The number of security technologies is proliferating on an exponential basis, and each, when seen in a vacuum, makes sense. Companies don't get launch products and startups don't get initial or ongoing funding without solid ideas.
So here is a good idea: A technology that makes sure the machines trying to reach into particularly sensitive nooks or crannies of a network are authorized to do so. That describes Sun's new Role Manager. This IT Week story says the new package tracks role changes and automates identity-based controls. The software also checks that the proper segregation of duties is being followed.
Companies are beginning to come to grips with the idea that it is not a good idea for a database administrator to both be able to award access rights to a database and also be able to access the data.
The description of the Role Manager sounds a lot like network access control (NAC). A NAC device controls whether a machine is allowed on the network and precisely where it is allowed to go. Further, if anything is askew with the machine's security, software creates a quarantine until proper updating or other remediative work is done.
The question is whether the NAC category can begin to thrive. That could happen this year, according to a report from The 451 Group. The report, according to this eChannelLine story, says 2008 is a "do or die" year for NAC. To date, there have been an overabundance of architectures and too many approaches and products.

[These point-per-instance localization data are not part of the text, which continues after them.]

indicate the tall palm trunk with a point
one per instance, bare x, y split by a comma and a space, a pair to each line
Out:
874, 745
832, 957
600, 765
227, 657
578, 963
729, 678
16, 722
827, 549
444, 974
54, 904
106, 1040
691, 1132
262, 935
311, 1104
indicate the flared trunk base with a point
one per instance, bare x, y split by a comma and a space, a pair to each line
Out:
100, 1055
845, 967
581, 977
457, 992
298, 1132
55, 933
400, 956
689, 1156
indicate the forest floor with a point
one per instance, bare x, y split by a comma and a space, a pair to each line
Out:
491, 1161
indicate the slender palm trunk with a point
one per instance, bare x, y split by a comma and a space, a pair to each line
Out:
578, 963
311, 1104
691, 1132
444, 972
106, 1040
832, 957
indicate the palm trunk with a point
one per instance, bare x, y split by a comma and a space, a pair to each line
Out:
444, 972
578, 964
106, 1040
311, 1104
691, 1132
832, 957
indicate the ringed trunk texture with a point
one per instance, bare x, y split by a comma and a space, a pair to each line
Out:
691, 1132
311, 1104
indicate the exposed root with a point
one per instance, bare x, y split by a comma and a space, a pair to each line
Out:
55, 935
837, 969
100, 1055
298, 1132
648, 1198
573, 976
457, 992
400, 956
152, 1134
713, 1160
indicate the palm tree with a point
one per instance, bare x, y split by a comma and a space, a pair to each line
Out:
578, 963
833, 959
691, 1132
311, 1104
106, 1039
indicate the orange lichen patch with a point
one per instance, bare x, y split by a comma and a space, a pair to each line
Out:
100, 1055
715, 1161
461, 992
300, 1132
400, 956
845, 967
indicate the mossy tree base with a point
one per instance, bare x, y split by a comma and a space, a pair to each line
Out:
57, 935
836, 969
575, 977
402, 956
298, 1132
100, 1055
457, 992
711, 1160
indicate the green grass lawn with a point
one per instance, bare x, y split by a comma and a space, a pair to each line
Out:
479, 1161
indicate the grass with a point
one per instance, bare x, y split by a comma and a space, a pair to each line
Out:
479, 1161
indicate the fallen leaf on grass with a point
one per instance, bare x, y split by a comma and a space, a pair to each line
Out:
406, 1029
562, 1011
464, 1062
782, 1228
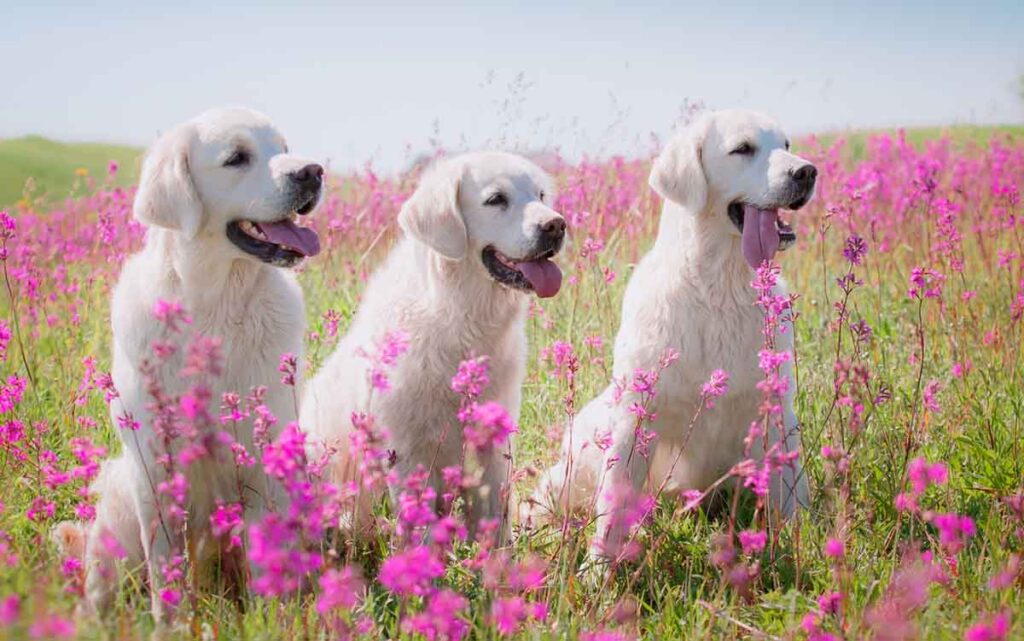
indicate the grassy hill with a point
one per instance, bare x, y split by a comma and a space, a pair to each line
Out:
55, 168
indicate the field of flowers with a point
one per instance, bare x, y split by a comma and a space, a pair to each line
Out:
909, 274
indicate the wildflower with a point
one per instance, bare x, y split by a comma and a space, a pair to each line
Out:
339, 590
472, 377
411, 571
835, 549
171, 313
717, 386
753, 542
10, 608
488, 426
994, 628
289, 366
439, 621
855, 249
931, 391
51, 627
953, 530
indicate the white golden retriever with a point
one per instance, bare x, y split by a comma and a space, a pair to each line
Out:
220, 196
478, 238
723, 177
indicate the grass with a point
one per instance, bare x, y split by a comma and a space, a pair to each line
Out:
49, 170
976, 426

The firm says a healthy number of enterprises are for the first time deploying NAC or are expanding trials. Compliance and the need to create an access control platform throughout the business is driving the newfound openness to NAC.
There has been no shortage of NAC news. CRN looks at Symantec's NAC (SNAC), which extends Symantec NAC support to Microsoft, apparently for the first time.
NetClarity also made NAC news recently, with the introduction of EasyNAC. The system doesn't require an agent on end defines and no infrastructure upgrades. The package is meant for small offices and remote corporate sites, this Network World piece says. EasyNAC can send an alert or block traffic when it finds out-of-compliance machines. EasyNAC also has a couple of ways to isolate the offending devices.
What will be determined during the coming months is if these bits of news are adding to the confusion alluded to by The 451 Group, or a sign that the sector finally has fully arrived.